Background: Meigs’ syndrome is the triad of ovarian neoplasm, ascites and pleural effusion, while Pseudo-Meigs’ syndrome is the presence of ascites and pleural effusion with other pelvic tumors. Ascites resolves after tumor resection. Our case does not meet classic criteria for either but is likely a variant of Pseudo-Meigs’ syndrome.

Case: A 30-year-old female had multiple Emergency Department visits for abdominal pain, distention, and shortness of breath. Imaging showed severe abdominal ascites with a large leiomyomatous uterus but no pleural effusions. Multiple paracenteses revealed benign cytology.

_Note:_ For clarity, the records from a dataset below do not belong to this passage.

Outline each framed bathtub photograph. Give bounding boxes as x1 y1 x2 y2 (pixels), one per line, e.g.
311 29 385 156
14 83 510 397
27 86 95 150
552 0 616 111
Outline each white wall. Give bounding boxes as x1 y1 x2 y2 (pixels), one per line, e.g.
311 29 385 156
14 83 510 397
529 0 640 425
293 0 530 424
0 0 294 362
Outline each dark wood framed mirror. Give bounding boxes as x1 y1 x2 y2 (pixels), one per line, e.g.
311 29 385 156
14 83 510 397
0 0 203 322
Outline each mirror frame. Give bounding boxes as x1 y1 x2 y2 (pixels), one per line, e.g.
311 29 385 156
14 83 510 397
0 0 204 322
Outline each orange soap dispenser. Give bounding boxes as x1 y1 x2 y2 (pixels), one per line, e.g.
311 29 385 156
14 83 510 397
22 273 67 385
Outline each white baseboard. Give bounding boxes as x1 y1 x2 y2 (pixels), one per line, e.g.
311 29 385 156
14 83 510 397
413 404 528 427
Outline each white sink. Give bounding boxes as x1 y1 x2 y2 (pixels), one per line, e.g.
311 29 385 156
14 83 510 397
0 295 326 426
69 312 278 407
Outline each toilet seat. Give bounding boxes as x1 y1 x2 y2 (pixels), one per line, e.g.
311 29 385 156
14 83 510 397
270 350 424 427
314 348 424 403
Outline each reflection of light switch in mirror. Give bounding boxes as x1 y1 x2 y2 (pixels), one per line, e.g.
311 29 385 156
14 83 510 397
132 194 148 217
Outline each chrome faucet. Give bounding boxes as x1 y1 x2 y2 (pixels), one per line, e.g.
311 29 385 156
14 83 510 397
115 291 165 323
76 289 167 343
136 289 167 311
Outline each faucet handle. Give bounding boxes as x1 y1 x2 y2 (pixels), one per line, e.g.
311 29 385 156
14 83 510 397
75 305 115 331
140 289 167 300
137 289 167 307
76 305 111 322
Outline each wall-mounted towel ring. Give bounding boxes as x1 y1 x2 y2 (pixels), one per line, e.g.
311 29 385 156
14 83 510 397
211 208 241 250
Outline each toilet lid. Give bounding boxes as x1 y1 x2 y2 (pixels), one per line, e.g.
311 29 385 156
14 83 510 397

After counselling, she underwent an abdominal myomectomy which resolved her recurrent ascites.

Conclusion: Variants of Pseudo-Meigs’ syndrome should be considered in the differential of abdominal pain and leiomyomas with ascites, and surgical management should be offered.

Teaching points:

  1. Variants of Pseudo-Meigs syndrome likely exist without hydrothorax
  2. Though rare, Pseudo-Meigs’ syndrome should be considered in the differential of abdominal pain, leiomyomas and ascites
  3. If warranted, surgical management should be offered and can be curative

Abbreviations

EKG, electrocardiogram; SLE, systemic lupus erythematosus; VEGF, vascular endothelial growth factor; FGF, fibroblast growth factor; OHSS, ovarian hyperstimulation syndrome

Introduction

Meigs’ syndrome is a rare condition characterized by the presence of an ovarian neoplasm, ascites and a pleural effusion.1–3 Alternatively, Pseudo-Meigs’ syndrome is characterized by the occurrence of pelvic tumors other than ovarian in origin with concurrent ascites and a pleural effusion.4–5 Surgical resection of the tumors in both Meigs’ and Pseudo-Meigs’ syndrome causes resolution of the ascites and hydrothorax and therefore yields an excellent prognosis for the patient; however this diagnosis is not typically high on the differential for ascites or abdominal pain.6 Below is a presentation of a unique but likely variant case of Pseudo-Meig’s syndrome with recurrent large ascites associated and uterine leiomyomas without evidence of a pleural effusion.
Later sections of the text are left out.